Ox brain aminopeptidases. Further purification of three bovine enzymes.

Abstract

Four peptidases capable of acting upon Leu∙Gly∙Gly have been separated from bovine brain extracts, and three have been highly purified by ammonium sulfate fractionation and by chromatography on DEAE-cellulose, DEAE-Sephadex, and hydroxylapatite. A Mn2+-stimulated aminopeptidase (E2) was purified 180-fold over an initial 16 300 × g supernatant fraction and has a M.W. of approximately 117 250 as estimated by sucrose density gradient centrifugation. Two peptidases which are inhibited by heavy metals (E1P1 and E1P2) were purified approximately 2683-fold and 2461-fold over the initial extracts and have approximate M.W.'s of 61 500 and 85 700, respectively. E1P1 and E1P2 have Km's of 0.36 and 0.38 mM, respectively. The pH optima for E1P1, E1P2, and E2 are 6.6–7.8, 7.2–8.1, and 7.8–9.6. E2 is more heat-labile than E1P1 and E1P2 since it is completely inactivated by heating at 55° for 30 min at pH 6.5 under which conditions the latter two enzymes retain full activity.
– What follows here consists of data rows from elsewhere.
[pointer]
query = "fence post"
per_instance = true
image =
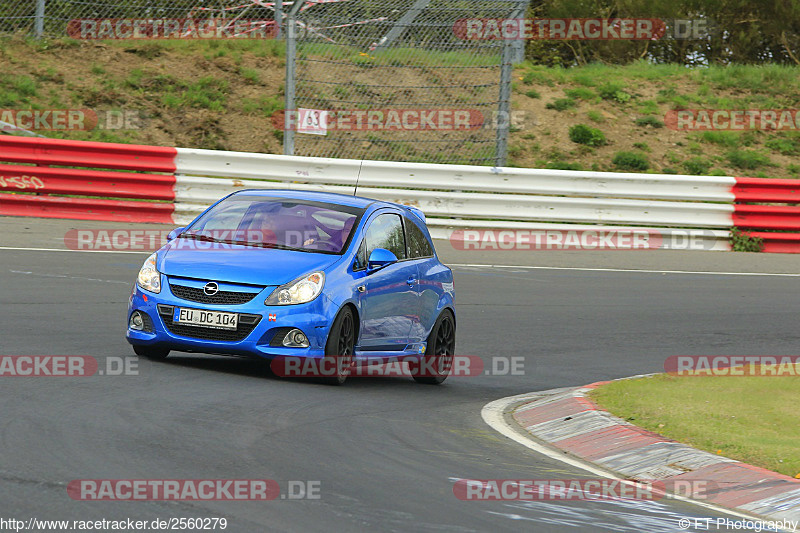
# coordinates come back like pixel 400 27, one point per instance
pixel 278 18
pixel 39 24
pixel 504 107
pixel 290 115
pixel 510 55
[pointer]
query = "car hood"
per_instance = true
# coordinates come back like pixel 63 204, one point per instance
pixel 241 264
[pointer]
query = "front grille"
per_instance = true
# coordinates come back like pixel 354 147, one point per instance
pixel 221 298
pixel 246 325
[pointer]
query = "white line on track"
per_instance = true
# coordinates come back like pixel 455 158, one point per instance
pixel 493 413
pixel 470 265
pixel 586 269
pixel 62 276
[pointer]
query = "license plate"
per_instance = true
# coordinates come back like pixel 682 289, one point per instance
pixel 205 319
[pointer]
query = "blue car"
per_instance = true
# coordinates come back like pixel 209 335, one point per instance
pixel 316 277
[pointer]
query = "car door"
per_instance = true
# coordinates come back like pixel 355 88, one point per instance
pixel 420 252
pixel 389 299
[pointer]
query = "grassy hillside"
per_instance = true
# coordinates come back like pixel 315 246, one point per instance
pixel 221 94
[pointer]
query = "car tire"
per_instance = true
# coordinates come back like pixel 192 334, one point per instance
pixel 156 354
pixel 437 362
pixel 340 347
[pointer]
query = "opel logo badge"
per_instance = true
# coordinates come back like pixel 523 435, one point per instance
pixel 211 288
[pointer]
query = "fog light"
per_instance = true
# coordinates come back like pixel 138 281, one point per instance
pixel 137 323
pixel 295 339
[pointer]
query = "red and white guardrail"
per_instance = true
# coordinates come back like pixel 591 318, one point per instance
pixel 102 181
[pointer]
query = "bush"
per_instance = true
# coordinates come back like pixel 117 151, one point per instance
pixel 583 134
pixel 747 159
pixel 613 91
pixel 697 165
pixel 649 121
pixel 563 165
pixel 595 116
pixel 631 161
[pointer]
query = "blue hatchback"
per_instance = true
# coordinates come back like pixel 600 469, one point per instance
pixel 291 274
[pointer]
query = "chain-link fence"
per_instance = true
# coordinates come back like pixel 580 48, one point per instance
pixel 50 18
pixel 393 80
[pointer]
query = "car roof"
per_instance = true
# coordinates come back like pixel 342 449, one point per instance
pixel 319 196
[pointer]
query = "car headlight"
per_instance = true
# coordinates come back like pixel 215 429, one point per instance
pixel 149 277
pixel 299 291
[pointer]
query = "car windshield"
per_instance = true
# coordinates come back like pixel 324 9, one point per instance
pixel 285 223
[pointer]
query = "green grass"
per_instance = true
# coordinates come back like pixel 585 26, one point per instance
pixel 581 93
pixel 750 419
pixel 697 166
pixel 649 121
pixel 747 159
pixel 632 161
pixel 583 134
pixel 561 104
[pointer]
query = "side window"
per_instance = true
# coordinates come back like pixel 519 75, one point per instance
pixel 386 231
pixel 418 245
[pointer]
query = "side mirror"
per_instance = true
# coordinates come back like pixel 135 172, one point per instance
pixel 379 258
pixel 174 234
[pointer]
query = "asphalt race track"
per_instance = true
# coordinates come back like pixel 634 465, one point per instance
pixel 386 451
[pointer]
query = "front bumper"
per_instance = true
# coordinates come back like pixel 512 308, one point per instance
pixel 313 318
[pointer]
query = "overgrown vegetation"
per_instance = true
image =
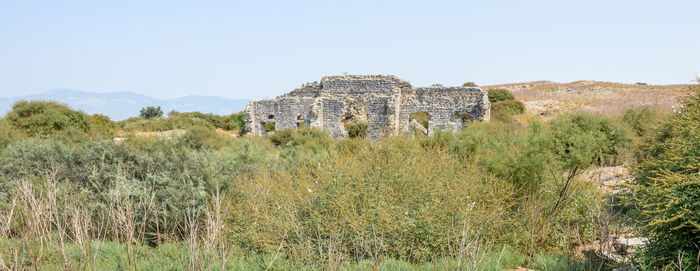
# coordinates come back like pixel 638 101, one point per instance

The ΔEa for the hydrolysis of Leu∙Gly∙Gly was calculated to be 10 800, 13 420, and 15 480 for E1P1, E1P2, and E2. E1P1 and E1P2 hydrolyze tripeptides but do not cleave dipeptides. E2 cleaves tripeptides, and only cleaves Leu∙Gly, of a series of dipeptides examined, having a specificity differing notably from leucine aminopeptidase. All the enzymes were inactive towards leucine-p-nitroanilide and leucine-β-naphthylamide, suggesting that they should not be classed among the arylamidases. On the basis of differential heat stability, it is estimated that a peptidase sedimented by ammonium sulfate at 20% saturation contains 40% of the original tripeptidase activity; E2 represents 30% of the activity; E1P1 and E1P2 contribute 12 and 18%, respectively, to the tripeptidase activity in the original extracts.